Statistical Testing

Here we perform statistical testing using Functional Data Analysis (FDA), as in this paper. This is explained in the MSc report, Section 5.1.


In [1]:
import random
random.seed(20)

In [2]:
from pprint import pprint

In [3]:
import scipy

In [4]:
import pandas as pd

In [5]:
from pandas.tools.plotting import parallel_coordinates

In [6]:
from pandas import concat

In [7]:
import matplotlib
# Set backend to pgf
matplotlib.use('pgf')
import matplotlib.pyplot as plt
import numpy as np

# Some nice default configuration for plots
plt.rcParams['figure.figsize'] = 10, 7.5
plt.rcParams['axes.grid'] = True
plt.rcParams['axes.color_cycle'] = ['g', 'b', 'r']
plt.gray()

In [8]:
%matplotlib inline

In [9]:
from scipy.io import loadmat

In [10]:
import operator

In [11]:
randomSeed = 20;

# TODO: Change accordingly
CONNECTIVITY_MEASURE = 'dWPLI'
DATASETS_FOLDER = '/home/dragos/DTC/MSc/SummerProject/processed_data/features/'
DATASETS_FOLDER = DATASETS_FOLDER + CONNECTIVITY_MEASURE + '/full_graph/datasets/'
nameOfDataFileMat = 'datasetFullGraphMeasures.mat'
nameOfDataFileCSV = 'datasetFullGraphMeasures.csv'

Dataset File Structure

Dataset layout

The order of the features associated with each band is the following:

Alfa Beta Delta Gamma Theta Class

Each band has 5 columns, where each column corresponds to a graph feature, in the following order:

  • average clustering coefficient (C)
  • characteristic path length (L)
  • global efficiency (GE)
  • small-worldness (SW)
  • modularity (Q)

Create dataset mappings used for Functional Data Analysis (FDA).


In [12]:
# store frequencies of interest order as they appear in the dataset table
FoQ_table_order = dict([('delta', 3), ('theta', 5),
                         ('alpha', 1), ('beta', 2),
                         ('gamma', 4)])

# store plot order (in order of frequency values of each bands)
plot_order = dict([ (1, 'delta'), (2, 'theta'), (3, 'alpha'), 
                   (4, 'beta'), (5, 'gamma') ])

# stores class labels
classLabels = dict([ (1, "CS"), (2, "MCI"), (3, "AD") ])
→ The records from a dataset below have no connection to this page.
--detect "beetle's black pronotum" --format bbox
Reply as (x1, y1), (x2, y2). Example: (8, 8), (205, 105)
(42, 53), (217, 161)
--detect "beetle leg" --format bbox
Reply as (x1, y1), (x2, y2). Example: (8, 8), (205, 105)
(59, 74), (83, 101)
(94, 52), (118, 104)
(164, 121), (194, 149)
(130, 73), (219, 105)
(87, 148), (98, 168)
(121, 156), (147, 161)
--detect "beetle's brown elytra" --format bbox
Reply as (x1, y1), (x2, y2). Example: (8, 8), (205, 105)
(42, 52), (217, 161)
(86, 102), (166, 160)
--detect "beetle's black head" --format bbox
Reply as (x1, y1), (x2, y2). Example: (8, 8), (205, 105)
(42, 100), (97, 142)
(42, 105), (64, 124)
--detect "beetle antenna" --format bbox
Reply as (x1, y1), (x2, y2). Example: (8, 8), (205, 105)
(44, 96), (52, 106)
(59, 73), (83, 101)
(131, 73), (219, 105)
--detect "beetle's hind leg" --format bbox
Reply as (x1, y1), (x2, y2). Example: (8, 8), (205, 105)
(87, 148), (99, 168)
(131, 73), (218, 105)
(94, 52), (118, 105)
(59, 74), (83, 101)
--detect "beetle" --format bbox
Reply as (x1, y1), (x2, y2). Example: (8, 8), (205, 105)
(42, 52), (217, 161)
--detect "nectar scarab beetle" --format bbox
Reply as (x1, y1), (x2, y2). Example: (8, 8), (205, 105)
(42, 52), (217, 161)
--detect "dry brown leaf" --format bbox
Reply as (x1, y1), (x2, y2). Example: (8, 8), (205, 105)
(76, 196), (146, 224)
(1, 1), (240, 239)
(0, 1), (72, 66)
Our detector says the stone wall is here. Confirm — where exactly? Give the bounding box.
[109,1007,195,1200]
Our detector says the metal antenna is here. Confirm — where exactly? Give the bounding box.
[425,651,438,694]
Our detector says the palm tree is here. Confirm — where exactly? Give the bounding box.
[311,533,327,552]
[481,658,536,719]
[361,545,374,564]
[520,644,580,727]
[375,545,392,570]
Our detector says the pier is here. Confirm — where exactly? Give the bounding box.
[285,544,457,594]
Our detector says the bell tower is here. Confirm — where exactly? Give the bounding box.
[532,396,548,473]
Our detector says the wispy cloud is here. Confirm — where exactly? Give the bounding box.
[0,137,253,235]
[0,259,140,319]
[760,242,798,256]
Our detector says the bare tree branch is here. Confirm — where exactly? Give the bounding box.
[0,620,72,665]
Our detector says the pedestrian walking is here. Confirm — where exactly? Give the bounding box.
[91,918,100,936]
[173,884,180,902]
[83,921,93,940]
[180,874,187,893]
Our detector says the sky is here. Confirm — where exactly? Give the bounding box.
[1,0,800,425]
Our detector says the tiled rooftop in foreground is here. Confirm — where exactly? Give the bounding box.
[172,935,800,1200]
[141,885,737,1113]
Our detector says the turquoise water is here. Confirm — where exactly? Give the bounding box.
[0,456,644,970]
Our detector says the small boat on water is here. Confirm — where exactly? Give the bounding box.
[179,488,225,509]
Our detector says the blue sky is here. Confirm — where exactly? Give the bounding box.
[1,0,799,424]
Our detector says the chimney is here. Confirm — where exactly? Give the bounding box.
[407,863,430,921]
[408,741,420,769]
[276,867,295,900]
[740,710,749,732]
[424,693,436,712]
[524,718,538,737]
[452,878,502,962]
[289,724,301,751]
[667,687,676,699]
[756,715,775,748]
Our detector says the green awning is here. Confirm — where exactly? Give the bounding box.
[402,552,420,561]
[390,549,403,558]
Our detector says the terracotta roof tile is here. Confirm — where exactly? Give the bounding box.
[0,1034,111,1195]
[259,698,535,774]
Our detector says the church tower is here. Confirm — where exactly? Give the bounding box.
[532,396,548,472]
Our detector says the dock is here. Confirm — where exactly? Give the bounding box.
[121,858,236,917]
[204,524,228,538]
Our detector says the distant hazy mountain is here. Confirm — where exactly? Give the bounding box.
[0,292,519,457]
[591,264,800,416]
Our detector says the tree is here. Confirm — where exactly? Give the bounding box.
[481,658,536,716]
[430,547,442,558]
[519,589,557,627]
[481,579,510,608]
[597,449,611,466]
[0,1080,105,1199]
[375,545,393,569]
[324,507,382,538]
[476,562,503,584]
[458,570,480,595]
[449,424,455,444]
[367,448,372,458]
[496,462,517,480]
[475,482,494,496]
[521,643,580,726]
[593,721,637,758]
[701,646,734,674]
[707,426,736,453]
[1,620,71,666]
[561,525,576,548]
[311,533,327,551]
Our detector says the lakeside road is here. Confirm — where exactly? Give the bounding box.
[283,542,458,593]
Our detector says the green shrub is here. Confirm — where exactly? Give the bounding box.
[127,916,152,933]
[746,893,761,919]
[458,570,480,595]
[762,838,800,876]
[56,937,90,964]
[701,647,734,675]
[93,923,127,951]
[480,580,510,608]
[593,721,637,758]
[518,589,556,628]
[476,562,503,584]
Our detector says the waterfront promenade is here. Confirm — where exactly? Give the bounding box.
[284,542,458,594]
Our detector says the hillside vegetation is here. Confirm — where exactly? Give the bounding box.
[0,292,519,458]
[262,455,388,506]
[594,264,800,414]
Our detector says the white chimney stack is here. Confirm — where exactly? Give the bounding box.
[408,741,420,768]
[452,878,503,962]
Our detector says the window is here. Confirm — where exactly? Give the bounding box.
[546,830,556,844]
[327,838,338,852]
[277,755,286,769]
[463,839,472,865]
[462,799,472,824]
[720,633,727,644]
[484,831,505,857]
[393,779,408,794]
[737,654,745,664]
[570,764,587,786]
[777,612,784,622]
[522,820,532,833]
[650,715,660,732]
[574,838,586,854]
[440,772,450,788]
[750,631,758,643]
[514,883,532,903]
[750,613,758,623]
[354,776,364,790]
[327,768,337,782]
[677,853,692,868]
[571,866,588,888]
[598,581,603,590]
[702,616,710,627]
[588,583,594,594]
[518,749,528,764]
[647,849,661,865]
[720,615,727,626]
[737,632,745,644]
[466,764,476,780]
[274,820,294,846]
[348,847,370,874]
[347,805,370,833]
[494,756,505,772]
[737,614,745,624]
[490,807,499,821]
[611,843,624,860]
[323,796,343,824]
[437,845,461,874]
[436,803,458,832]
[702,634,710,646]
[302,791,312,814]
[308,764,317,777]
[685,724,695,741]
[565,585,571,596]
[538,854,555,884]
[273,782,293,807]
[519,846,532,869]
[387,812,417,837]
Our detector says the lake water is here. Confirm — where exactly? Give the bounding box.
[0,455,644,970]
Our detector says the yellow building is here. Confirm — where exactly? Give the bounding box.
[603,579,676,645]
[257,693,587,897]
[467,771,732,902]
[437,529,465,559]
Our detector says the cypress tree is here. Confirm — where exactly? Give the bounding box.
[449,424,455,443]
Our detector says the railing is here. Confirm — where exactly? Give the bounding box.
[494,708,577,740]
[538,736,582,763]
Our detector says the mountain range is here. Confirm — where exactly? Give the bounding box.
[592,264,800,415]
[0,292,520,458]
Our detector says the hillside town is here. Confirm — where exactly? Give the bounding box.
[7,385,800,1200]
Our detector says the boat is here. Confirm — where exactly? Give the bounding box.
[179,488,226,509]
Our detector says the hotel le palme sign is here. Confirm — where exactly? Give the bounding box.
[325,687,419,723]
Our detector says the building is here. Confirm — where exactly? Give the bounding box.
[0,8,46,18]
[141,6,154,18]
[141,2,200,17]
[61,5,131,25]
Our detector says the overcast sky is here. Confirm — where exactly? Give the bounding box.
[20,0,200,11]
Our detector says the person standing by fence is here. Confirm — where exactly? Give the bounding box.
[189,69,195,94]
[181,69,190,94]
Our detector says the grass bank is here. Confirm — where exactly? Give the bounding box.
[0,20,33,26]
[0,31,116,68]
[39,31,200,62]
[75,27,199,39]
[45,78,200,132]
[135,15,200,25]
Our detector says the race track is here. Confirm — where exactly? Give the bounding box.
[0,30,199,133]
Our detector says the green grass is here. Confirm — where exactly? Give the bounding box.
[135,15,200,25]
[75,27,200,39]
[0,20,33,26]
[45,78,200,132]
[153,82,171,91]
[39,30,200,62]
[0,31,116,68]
# stores the order in which the measures are specified in the dataset matrix
graphMeasures = dict([('C', 1), ('L', 2), ('GE', 3), ('SW', 4), ('Q', 5)])

# stores the long names of the measures
graphMeasuresLong = dict([(1, 'Clustering Coefficient'), (2, 'Characteristic Path Length'),
                          (3, 'Global Efficiency'), (4, 'Small-Worldness'), (5, 'Modularity')])

In [13]:
thresholdVec = np.array([[0.05], [0.1], [0.15], [0.2], [0.3]])

In [16]:
sorted(graphMeasures.iteritems(), key=operator.itemgetter(1))


Out[16]:
[('C', 1), ('L', 2), ('GE', 3), ('SW', 4), ('Q', 5)]

FDA Analysis


In [16]:
################################################################################
### FDA Analysis between every two group pair for each measure, in all bands ###

## subject numbers: (26 in CS, 18 in MCI, 36 in AD) ##

classPairs = {(1,2), (1,3), (2,3)}

#with open("pValues","w") as f:

CSidxs = range(0,26); MCIidxs = range(26,44); ADidxs = range(44, 80);

classToNumbering = dict()
classToNumbering[1] = CSidxs
classToNumbering[2] = MCIidxs
classToNumbering[3] = ADidxs


# for each graph measure
for currentMeasure, measureOrder in sorted(graphMeasures.iteritems(), key=operator.itemgetter(1)):

    # for each frequency band of interest
    for bandOrderIdx in plot_order.keys():
        bandName = plot_order[bandOrderIdx]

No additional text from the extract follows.